Vitamin D and calcium supplements may not prevent bone fractures

David Donald

Focusing on a diet rich in vitamin D and calcium early in life may benefit the bones more than supplements later in life.

A recent investigation into whether or not vitamin D and calcium supplements protect the bones against fractures in older adults has upended more than a decade of medical advice.

Because the world’s aging population is growing, the risk of bone fractures is increasing, and this has prompted a public health concern and renewed efforts to explore the effects vitamin supplementation has on bones.
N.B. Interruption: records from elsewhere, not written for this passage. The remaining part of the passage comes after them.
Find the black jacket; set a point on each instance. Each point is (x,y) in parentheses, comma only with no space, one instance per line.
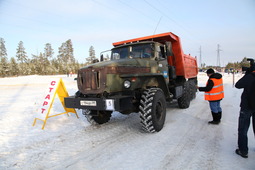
(210,83)
(247,82)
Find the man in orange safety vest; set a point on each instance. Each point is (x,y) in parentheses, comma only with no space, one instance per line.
(214,93)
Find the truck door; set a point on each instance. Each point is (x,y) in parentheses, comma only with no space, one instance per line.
(162,61)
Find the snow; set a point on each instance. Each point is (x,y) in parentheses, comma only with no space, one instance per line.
(185,142)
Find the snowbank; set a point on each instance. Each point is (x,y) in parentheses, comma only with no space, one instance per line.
(185,142)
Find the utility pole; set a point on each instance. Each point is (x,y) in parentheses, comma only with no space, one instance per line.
(218,55)
(200,56)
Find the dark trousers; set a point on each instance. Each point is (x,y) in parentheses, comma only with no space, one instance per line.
(243,127)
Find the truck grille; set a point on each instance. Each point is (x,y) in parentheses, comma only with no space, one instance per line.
(91,80)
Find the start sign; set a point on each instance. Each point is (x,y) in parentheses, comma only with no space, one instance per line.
(55,87)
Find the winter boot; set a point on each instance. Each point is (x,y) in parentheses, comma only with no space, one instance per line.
(219,116)
(215,119)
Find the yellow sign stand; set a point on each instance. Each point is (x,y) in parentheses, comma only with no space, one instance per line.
(55,87)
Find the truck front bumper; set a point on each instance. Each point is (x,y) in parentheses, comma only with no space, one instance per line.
(119,103)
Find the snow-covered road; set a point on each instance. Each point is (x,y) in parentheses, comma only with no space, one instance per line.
(185,142)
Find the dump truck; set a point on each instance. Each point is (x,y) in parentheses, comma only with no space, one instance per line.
(140,76)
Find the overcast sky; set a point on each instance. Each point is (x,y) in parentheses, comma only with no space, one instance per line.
(99,23)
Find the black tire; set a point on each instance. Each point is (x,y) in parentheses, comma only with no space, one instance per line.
(97,117)
(184,100)
(152,110)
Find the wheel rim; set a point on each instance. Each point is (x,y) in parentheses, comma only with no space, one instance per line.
(159,111)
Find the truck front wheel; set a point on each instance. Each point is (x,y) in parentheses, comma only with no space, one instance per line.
(97,117)
(152,110)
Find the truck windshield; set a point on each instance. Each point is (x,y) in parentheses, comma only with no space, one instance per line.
(134,51)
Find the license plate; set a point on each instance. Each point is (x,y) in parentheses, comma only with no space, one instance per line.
(88,103)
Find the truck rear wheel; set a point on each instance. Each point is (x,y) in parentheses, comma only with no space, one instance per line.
(152,110)
(97,117)
(184,100)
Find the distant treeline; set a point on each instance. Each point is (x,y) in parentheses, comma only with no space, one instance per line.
(42,63)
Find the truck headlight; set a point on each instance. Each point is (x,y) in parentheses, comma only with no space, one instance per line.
(127,84)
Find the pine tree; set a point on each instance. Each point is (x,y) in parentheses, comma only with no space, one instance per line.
(21,53)
(3,52)
(14,68)
(4,67)
(66,57)
(92,56)
(48,51)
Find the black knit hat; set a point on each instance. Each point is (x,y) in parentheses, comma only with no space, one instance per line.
(210,71)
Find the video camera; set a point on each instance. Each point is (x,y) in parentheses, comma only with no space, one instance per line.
(251,68)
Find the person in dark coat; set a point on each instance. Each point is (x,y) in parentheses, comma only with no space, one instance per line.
(214,93)
(247,82)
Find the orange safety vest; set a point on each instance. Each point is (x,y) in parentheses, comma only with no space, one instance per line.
(217,92)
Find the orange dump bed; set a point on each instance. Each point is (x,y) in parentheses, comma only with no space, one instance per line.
(185,65)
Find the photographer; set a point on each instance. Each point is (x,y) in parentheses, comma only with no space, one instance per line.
(247,82)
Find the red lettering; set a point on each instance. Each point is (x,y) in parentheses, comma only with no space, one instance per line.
(53,83)
(47,97)
(43,110)
(45,103)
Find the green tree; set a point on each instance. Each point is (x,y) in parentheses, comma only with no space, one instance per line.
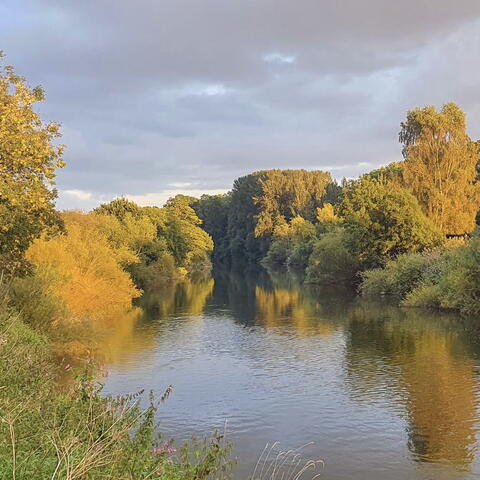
(119,207)
(29,158)
(383,220)
(440,166)
(214,211)
(264,200)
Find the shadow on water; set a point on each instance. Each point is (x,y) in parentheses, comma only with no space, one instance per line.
(396,387)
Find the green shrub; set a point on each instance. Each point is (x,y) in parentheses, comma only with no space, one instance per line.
(425,296)
(331,261)
(461,283)
(48,432)
(399,277)
(448,278)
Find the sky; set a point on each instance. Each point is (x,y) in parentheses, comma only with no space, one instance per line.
(159,97)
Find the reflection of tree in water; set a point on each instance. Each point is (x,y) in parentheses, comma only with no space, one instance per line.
(125,333)
(260,298)
(184,298)
(424,362)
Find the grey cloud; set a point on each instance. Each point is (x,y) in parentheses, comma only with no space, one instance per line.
(126,78)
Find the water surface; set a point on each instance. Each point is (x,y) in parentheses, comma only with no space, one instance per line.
(383,392)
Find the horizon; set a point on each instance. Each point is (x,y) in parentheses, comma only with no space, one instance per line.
(161,99)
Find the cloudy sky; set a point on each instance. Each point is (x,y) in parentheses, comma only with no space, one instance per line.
(158,97)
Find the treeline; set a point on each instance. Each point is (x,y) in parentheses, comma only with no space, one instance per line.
(426,206)
(60,274)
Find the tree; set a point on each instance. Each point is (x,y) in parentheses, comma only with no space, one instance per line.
(383,220)
(264,200)
(440,167)
(119,207)
(214,211)
(28,161)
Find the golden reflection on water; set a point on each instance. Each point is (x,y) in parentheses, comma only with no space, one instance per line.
(276,306)
(420,364)
(423,361)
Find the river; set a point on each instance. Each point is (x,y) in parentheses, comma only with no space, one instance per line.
(378,392)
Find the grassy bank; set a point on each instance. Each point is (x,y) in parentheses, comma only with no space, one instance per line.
(48,432)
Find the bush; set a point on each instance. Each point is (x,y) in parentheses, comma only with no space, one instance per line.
(79,434)
(461,284)
(425,295)
(448,278)
(399,276)
(331,261)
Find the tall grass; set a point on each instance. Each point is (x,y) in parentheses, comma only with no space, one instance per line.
(75,433)
(274,464)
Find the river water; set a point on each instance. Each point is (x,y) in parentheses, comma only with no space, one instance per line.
(381,392)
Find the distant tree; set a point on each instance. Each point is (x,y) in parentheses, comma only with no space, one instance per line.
(383,220)
(28,161)
(440,166)
(264,200)
(181,207)
(119,207)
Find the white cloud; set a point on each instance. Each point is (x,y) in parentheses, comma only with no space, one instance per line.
(180,184)
(279,58)
(215,90)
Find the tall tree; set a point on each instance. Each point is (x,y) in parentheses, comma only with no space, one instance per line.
(383,220)
(28,160)
(440,166)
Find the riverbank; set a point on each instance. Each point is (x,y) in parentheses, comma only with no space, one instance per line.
(75,432)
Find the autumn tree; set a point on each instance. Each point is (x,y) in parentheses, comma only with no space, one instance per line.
(384,220)
(29,158)
(440,166)
(264,200)
(119,207)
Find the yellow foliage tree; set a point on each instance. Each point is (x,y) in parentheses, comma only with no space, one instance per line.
(28,160)
(440,167)
(94,284)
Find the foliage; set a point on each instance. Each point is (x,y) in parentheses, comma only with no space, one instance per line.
(158,235)
(440,167)
(448,278)
(46,432)
(119,207)
(331,261)
(83,270)
(384,220)
(28,160)
(214,210)
(292,244)
(400,276)
(264,200)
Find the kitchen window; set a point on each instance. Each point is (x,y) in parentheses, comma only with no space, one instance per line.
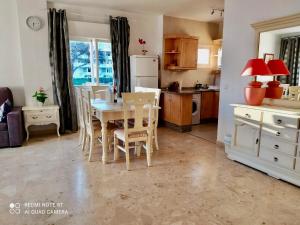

A study published in the Journal of the American Medical Association looked at 33 randomized clinical trials involving more than 50,000 adults over the age of 50. They compared calcium, vitamin D or both with a placebo as well as those who received no treatment at all.  Researchers at Jia-Guo-Zhao of Tianjin Hospital in China, however, solely focused their attention on adults who live in communities and not assisted living facilities, nursing homes or hospitals.

They concluded routine use of vitamin D and calcium supplements, regardless of dose, does not prevent bone fractures.

The study bolsters advice some health experts have been giving for years about Vitamin D and Calcium supplements.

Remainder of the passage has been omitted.